The Medicare payment changes, called the retroactive trend adjustment, are based on lower utilization of dialysis services during the COVID-19 pandemic.

“While nephrologists were comfortably aware of the use of the retroactive trend adjustment when entering into CKCC contracts, surprise arose over the magnitude of the reductions,” Keith A. Bellovich, DO, RPA president, told Healio. “These assumptions, using data from years when COVID skewed kidney care utilization, were completely unexpected and two to three times larger than anticipated.”

In the Contracting model, nephrology practices agree to take on a higher financial risk when providing patient care, with the hope that shared savings with Medicare after producing better patient outcomes will recoup that investment.

“These retroactive adjustments would massively reduce if not eliminate any shared savings that nephrologists thought they were signing up for and are impacted by lower care utilization rates observed when the COVID-19 pandemic was at its highest concern for people with kidney diseases,” Bellovich and Deidra C. Crews, MD, ScM, FASN, ASN president, wrote in a letter to Xavier Becerra, HHS secretary, Chiquita Brooks-LaSure, CMS administrator, and Elizabeth Fowler, PhD, JD, deputy administrator and director of the Center for Medicare and Medicaid Innovation (CMMI).

The physician groups urged the Medicare officials to “narrow the risk corridors within the model or consider other proposals to ensure continued participation in CKCC.

“We are concerned that nephrology practices, once aware of this change, will withdraw from participation in the model (and will likely be disinclined to participate in future models),” Crews and Bellovich wrote. “We have heard from practices that they intend to drop out of the model in advance of the financial accountability deadline on April 30 absent changes.”

In a letter to Congress, Bellovich and Crews said nephrology practices are unsure if they will be able to recoup money already spent on office staff to participate in the CKCC demonstration because of the loss in shared savings.

“The retrospective trend adjustment provides no predictability or stability to nephrologists,” they wrote. “These nephrology practices cannot viably operate their businesses knowing that a year after the services are provided, Medicare is going to make such a significant adjustment (ie, move the goal posts). It discourages further investments by nephrology groups to improve care to these patients, which was the goal of the model,” they wrote.

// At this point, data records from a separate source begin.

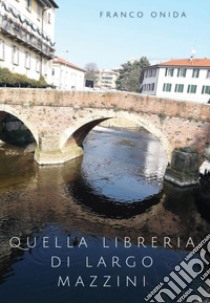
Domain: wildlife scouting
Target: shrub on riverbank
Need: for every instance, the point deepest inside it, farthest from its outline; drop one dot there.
(9, 79)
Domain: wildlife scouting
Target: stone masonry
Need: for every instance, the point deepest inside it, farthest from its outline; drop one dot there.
(60, 120)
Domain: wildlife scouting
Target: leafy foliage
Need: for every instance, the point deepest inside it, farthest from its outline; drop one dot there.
(9, 79)
(131, 75)
(91, 69)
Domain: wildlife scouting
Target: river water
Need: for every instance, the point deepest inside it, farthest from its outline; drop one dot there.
(104, 227)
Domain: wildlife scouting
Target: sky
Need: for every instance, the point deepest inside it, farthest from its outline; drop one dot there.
(93, 31)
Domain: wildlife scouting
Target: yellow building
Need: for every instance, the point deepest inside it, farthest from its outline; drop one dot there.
(27, 36)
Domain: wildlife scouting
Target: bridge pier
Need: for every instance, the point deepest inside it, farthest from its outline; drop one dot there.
(49, 153)
(184, 168)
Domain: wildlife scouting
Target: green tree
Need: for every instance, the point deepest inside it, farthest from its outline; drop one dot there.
(131, 75)
(91, 71)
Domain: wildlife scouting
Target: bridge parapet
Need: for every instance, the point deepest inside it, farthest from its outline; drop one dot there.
(54, 116)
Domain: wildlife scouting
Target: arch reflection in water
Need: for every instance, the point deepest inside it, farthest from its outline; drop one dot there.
(121, 175)
(105, 206)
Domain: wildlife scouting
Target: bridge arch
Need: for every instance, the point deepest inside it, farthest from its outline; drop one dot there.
(84, 126)
(13, 111)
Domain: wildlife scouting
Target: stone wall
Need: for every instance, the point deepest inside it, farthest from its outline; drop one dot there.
(54, 116)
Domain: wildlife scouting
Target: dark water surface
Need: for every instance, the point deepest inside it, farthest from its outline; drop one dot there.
(105, 225)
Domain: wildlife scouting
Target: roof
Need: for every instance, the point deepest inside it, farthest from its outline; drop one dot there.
(54, 4)
(190, 62)
(67, 63)
(49, 3)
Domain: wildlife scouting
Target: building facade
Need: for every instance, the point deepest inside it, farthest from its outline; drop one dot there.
(27, 37)
(183, 79)
(106, 78)
(67, 76)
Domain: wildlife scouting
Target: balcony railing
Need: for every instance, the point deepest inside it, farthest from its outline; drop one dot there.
(19, 33)
(21, 29)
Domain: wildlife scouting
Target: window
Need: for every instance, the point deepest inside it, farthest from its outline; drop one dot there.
(195, 73)
(206, 90)
(38, 11)
(181, 72)
(38, 64)
(28, 4)
(49, 18)
(192, 89)
(15, 55)
(27, 60)
(179, 88)
(167, 87)
(2, 50)
(169, 72)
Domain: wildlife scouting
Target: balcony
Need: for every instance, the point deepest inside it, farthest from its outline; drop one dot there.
(22, 30)
(15, 31)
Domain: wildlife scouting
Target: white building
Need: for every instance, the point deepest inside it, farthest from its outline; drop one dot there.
(106, 78)
(27, 36)
(67, 76)
(183, 79)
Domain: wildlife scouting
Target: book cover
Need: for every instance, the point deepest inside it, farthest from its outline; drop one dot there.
(104, 155)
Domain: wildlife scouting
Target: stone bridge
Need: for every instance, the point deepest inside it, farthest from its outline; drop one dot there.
(60, 120)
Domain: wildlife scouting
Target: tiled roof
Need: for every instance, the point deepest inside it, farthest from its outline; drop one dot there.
(205, 62)
(67, 63)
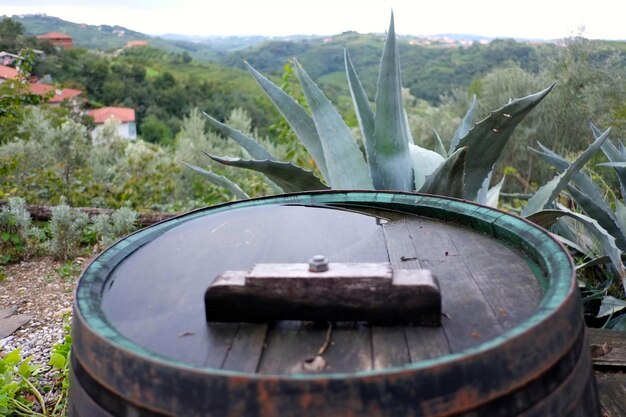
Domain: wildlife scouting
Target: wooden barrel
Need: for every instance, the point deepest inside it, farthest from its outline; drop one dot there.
(511, 342)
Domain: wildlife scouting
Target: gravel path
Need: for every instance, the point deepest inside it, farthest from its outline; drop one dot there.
(42, 290)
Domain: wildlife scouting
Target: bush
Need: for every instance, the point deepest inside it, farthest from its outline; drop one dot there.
(66, 227)
(110, 228)
(18, 237)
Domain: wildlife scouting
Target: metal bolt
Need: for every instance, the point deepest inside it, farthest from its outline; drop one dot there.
(318, 263)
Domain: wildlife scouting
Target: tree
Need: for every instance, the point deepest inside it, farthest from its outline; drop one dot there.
(11, 32)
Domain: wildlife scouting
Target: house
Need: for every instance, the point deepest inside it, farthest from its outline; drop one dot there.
(133, 44)
(58, 39)
(7, 73)
(7, 58)
(60, 94)
(124, 115)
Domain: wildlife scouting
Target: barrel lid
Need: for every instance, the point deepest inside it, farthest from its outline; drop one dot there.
(499, 274)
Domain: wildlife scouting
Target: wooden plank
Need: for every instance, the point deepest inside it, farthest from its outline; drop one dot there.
(421, 342)
(289, 344)
(220, 336)
(468, 320)
(426, 342)
(608, 347)
(357, 291)
(389, 347)
(350, 349)
(612, 392)
(502, 275)
(245, 352)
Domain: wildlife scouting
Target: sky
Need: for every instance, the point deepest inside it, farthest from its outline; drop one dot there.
(545, 19)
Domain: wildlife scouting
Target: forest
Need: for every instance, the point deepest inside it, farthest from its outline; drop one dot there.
(205, 110)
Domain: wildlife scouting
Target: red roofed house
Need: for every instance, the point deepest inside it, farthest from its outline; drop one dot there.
(7, 73)
(57, 38)
(59, 96)
(124, 115)
(133, 44)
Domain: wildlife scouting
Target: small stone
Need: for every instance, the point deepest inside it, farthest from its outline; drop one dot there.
(62, 312)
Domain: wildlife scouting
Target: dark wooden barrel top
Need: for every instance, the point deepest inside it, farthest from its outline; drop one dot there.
(155, 297)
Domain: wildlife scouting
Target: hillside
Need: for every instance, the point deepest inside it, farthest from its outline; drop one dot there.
(106, 37)
(431, 67)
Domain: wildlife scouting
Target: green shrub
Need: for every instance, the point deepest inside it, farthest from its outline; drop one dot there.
(18, 238)
(66, 228)
(110, 228)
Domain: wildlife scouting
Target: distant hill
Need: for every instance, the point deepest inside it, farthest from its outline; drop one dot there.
(106, 37)
(431, 67)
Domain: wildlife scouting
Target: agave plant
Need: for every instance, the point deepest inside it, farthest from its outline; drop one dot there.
(605, 227)
(391, 160)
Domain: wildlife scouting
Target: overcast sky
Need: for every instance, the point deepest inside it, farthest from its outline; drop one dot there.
(495, 18)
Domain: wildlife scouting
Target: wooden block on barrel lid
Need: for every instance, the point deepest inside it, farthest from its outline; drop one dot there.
(345, 292)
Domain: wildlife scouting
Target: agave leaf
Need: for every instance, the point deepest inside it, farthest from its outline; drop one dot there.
(391, 141)
(425, 162)
(580, 179)
(620, 216)
(487, 139)
(439, 147)
(605, 217)
(550, 191)
(286, 175)
(546, 218)
(464, 127)
(254, 148)
(448, 178)
(299, 120)
(344, 160)
(221, 181)
(481, 197)
(364, 112)
(601, 260)
(610, 305)
(571, 244)
(618, 323)
(493, 195)
(616, 157)
(613, 164)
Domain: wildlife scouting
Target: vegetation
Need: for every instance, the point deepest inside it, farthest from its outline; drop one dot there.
(48, 156)
(21, 392)
(393, 161)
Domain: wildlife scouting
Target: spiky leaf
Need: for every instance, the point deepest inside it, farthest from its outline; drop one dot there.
(295, 115)
(439, 147)
(424, 162)
(254, 148)
(614, 155)
(464, 127)
(391, 157)
(286, 175)
(487, 139)
(605, 217)
(344, 161)
(363, 110)
(610, 305)
(220, 181)
(547, 218)
(620, 216)
(448, 178)
(580, 179)
(550, 191)
(493, 195)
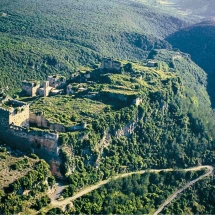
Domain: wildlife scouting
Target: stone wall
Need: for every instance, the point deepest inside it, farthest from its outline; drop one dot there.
(19, 116)
(44, 144)
(4, 118)
(30, 89)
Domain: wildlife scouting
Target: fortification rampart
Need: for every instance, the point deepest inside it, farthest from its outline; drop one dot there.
(44, 144)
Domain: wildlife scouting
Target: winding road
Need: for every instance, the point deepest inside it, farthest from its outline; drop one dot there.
(174, 195)
(63, 203)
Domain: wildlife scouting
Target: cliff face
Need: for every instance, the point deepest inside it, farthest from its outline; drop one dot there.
(44, 144)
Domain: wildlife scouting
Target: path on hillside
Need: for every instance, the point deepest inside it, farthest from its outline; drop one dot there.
(89, 189)
(174, 195)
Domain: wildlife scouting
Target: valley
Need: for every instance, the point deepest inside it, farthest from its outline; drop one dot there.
(114, 100)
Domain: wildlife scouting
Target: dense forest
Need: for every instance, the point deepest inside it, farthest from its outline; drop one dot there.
(136, 194)
(198, 41)
(171, 127)
(41, 38)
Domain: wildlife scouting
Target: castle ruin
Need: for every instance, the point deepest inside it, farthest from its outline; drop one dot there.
(110, 64)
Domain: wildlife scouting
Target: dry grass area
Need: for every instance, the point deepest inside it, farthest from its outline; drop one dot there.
(7, 175)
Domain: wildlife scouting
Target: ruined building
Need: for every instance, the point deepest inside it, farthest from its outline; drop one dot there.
(110, 64)
(14, 130)
(34, 88)
(30, 88)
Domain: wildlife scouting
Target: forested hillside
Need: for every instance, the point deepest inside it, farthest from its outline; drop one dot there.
(152, 113)
(44, 37)
(203, 8)
(198, 41)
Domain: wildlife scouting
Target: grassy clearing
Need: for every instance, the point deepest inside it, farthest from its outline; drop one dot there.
(68, 110)
(7, 175)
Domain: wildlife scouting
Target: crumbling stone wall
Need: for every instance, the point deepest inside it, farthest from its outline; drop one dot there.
(30, 88)
(19, 116)
(44, 144)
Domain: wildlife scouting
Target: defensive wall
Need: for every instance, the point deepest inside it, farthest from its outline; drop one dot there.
(44, 144)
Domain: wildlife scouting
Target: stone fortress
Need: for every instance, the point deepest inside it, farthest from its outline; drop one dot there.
(16, 118)
(54, 85)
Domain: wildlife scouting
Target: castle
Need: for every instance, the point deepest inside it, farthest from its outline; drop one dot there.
(16, 118)
(14, 130)
(33, 88)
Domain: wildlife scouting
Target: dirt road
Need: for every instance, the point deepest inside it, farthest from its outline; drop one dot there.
(89, 189)
(210, 170)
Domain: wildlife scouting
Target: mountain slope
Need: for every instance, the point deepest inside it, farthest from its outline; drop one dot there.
(203, 8)
(198, 41)
(58, 36)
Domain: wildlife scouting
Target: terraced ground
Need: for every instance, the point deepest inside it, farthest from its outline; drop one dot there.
(7, 174)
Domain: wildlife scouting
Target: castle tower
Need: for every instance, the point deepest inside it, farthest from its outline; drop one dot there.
(46, 88)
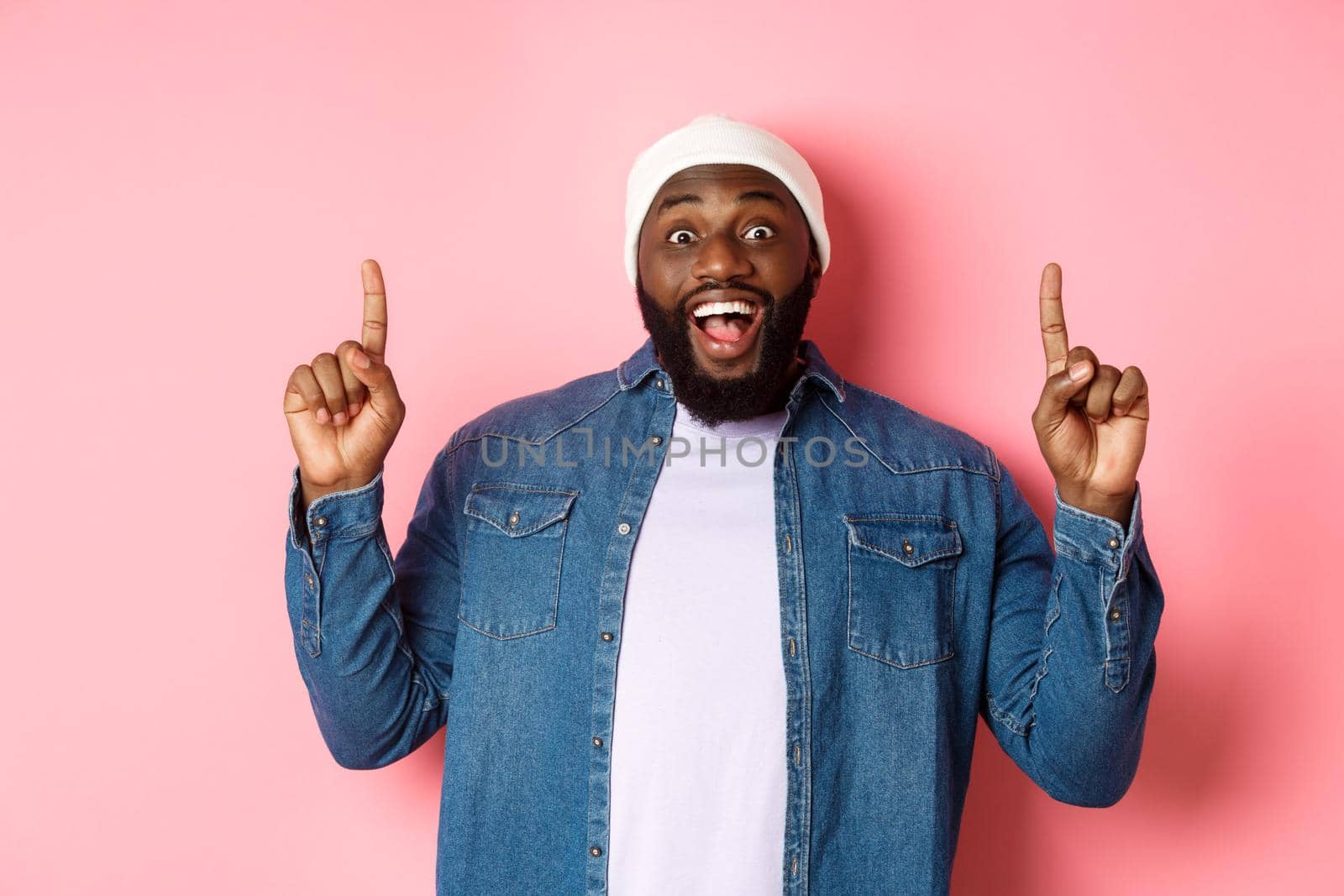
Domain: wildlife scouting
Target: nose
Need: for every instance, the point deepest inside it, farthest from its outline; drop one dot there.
(722, 258)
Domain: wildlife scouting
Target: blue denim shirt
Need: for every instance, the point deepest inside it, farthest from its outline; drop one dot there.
(918, 591)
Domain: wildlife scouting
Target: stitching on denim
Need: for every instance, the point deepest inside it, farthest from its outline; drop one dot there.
(480, 488)
(949, 526)
(555, 598)
(1008, 721)
(952, 597)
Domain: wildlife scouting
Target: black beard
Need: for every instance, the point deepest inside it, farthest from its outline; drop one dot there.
(712, 399)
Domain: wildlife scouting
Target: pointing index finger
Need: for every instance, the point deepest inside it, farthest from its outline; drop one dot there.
(375, 309)
(1054, 338)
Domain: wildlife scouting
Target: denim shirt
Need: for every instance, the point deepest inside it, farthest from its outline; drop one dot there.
(918, 591)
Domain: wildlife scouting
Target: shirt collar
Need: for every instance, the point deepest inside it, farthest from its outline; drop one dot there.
(644, 362)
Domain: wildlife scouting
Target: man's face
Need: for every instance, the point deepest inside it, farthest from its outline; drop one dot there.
(726, 275)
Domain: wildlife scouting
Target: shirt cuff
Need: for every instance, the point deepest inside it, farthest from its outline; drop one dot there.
(349, 513)
(1099, 539)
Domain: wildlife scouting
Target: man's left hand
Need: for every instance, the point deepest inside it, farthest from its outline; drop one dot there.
(1092, 421)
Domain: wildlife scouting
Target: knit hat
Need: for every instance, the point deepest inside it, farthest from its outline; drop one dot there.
(710, 140)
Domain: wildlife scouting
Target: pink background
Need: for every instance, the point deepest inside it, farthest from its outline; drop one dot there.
(186, 201)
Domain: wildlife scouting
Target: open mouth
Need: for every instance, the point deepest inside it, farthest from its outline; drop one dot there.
(725, 322)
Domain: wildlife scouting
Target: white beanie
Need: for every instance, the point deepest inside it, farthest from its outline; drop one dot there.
(710, 140)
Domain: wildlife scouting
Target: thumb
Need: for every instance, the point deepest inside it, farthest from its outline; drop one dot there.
(376, 376)
(1058, 391)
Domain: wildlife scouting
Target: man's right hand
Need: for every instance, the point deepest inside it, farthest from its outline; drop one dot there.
(343, 407)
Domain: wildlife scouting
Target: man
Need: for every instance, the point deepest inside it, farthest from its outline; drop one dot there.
(719, 620)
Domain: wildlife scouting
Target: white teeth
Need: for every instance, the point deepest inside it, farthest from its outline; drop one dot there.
(707, 309)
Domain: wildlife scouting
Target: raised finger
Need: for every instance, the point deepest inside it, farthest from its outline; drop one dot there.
(328, 378)
(375, 309)
(1054, 336)
(1100, 392)
(1081, 354)
(354, 389)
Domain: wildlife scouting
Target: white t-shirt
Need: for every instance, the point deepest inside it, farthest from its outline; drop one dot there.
(699, 765)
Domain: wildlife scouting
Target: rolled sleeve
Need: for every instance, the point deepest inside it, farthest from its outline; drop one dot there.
(333, 516)
(1099, 539)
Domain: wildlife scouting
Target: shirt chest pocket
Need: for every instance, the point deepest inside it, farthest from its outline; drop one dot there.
(512, 553)
(902, 587)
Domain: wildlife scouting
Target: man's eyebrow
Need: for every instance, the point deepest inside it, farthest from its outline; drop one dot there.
(696, 201)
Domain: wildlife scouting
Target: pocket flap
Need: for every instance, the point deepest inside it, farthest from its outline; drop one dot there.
(517, 510)
(911, 539)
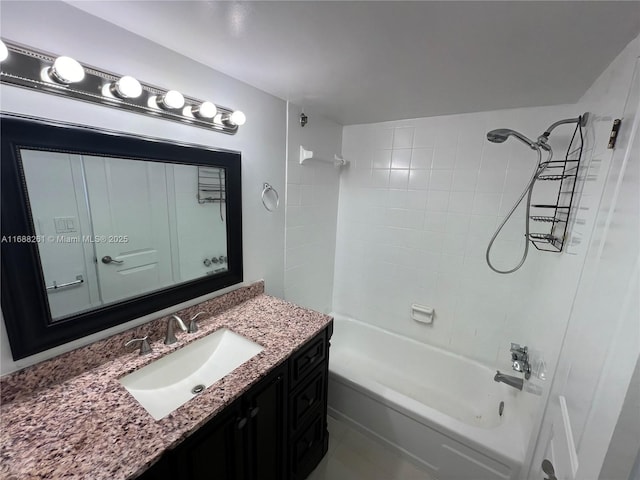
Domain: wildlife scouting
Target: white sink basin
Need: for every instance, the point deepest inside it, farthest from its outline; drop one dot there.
(167, 383)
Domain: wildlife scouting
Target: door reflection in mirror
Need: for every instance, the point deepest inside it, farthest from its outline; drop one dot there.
(128, 227)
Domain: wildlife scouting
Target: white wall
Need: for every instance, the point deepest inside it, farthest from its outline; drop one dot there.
(416, 213)
(95, 42)
(311, 205)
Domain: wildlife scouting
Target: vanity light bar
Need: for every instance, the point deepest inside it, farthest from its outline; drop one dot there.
(60, 75)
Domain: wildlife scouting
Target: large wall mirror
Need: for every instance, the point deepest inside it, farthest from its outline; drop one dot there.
(99, 228)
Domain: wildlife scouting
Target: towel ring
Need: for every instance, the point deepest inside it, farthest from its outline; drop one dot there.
(266, 189)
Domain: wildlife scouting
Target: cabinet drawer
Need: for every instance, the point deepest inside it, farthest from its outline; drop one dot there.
(306, 360)
(308, 398)
(308, 449)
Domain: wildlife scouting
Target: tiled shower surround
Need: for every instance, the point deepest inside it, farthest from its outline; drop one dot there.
(418, 206)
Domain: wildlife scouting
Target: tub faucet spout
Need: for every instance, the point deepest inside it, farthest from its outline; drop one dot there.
(514, 382)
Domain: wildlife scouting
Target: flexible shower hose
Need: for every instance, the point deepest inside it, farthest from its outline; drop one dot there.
(527, 191)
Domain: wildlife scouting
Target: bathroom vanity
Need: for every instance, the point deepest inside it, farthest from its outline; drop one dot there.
(71, 417)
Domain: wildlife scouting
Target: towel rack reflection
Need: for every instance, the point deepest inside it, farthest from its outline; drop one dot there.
(79, 280)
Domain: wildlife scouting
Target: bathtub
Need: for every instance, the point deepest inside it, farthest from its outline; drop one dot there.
(436, 408)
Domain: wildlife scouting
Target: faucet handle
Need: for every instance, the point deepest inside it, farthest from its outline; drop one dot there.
(193, 326)
(144, 344)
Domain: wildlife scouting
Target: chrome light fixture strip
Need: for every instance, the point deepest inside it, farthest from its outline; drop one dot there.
(26, 67)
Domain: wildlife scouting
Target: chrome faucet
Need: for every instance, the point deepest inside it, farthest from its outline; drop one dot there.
(144, 344)
(520, 360)
(514, 382)
(171, 335)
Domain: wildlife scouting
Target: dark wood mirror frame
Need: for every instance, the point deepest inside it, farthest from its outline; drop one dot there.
(25, 307)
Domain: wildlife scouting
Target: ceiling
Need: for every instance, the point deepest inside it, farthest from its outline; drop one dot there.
(363, 62)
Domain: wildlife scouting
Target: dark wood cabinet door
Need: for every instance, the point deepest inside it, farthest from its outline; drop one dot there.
(266, 407)
(159, 471)
(215, 451)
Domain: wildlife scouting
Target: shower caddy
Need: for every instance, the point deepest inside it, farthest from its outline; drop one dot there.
(556, 215)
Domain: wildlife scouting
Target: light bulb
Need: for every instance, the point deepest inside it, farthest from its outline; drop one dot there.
(66, 70)
(204, 110)
(4, 52)
(236, 118)
(171, 100)
(126, 87)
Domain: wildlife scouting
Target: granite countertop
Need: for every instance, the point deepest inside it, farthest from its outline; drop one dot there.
(70, 417)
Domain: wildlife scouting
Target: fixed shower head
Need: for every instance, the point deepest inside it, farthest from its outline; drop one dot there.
(501, 134)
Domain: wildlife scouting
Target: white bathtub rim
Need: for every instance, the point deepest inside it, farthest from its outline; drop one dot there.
(504, 448)
(511, 445)
(338, 317)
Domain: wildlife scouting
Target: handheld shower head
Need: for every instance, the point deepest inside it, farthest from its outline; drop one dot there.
(501, 134)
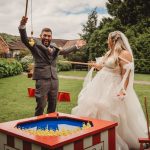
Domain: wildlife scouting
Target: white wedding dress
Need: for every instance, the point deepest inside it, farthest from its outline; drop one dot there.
(98, 99)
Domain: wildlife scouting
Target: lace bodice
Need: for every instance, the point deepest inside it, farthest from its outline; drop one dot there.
(110, 62)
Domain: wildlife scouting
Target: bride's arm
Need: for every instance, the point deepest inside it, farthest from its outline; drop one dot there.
(124, 58)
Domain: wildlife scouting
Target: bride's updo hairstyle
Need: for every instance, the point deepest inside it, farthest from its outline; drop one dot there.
(117, 41)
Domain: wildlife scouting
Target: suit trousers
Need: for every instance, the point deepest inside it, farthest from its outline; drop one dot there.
(46, 92)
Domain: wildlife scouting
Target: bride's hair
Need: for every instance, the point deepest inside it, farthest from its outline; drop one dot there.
(118, 43)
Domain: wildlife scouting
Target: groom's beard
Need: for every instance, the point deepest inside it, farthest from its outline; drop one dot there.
(46, 42)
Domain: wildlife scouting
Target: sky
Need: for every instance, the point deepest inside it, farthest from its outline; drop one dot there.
(64, 17)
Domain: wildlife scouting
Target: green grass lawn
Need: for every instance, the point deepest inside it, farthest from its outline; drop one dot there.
(15, 103)
(139, 77)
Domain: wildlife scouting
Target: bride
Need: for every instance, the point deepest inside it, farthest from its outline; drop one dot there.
(110, 94)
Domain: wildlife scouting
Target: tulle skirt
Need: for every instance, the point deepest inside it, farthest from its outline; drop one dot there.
(99, 100)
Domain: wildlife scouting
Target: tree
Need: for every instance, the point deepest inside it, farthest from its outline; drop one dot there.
(129, 11)
(88, 30)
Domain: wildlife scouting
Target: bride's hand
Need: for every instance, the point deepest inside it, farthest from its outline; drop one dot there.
(121, 95)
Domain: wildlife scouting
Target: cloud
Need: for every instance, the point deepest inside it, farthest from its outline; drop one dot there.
(65, 17)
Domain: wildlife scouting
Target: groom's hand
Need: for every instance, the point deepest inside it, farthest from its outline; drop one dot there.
(23, 21)
(80, 43)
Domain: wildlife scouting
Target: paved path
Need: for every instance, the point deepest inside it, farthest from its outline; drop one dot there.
(82, 78)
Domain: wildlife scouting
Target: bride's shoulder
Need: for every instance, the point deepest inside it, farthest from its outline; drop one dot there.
(125, 55)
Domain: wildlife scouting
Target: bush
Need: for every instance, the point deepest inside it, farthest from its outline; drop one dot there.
(142, 66)
(25, 61)
(64, 66)
(9, 67)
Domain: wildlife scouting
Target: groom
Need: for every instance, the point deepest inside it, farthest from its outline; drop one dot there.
(45, 73)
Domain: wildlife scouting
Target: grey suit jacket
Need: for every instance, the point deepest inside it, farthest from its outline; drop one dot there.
(45, 62)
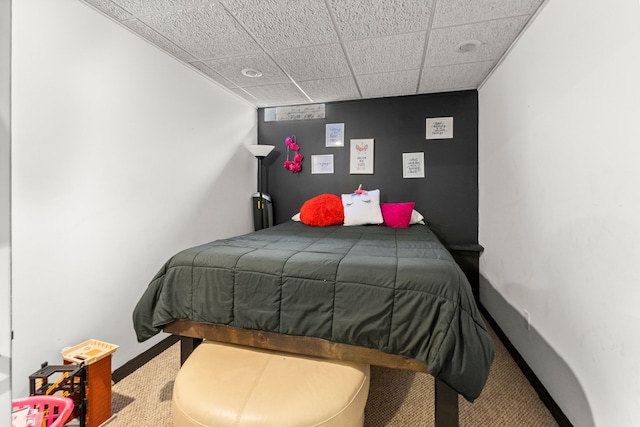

“CMS acknowledged the flaws in making retroactive changes and adjusted their approach for the kidney model starting with performance year 2024 to improve model predictability. Unfortunately, they are not correcting the impact on 2022 and 2023,” Bellovich and Crews wrote. “This leaves nephrologists with difficult choices to make up for the funding loss. They have been forced to reduce staff that provide support to patients, which will hurt their ability to improve care.”

One option to help lessen the burden of the planned cuts is to increase payments for practices when patients remain off dialysis, Bellovich told Healio. “Use of incentives like a positive payment adjustment for practices that succeed in helping persons with CKD delay their disease progression to [end-stage renal disease] is exponentially beneficial and a win-win-win in terms of improved patient care, increased viability of the practices to continue in the models and reductions in expense for the Medicare Trust Fund,” Bellovich said. “RPA is fully aware of the complexities of administering programs like the kidney payment models, but we continue to urge CMS and CMMI to maintain good faith in partnership with nephrologists to find ways to encourage practices to continue their participation in these models.”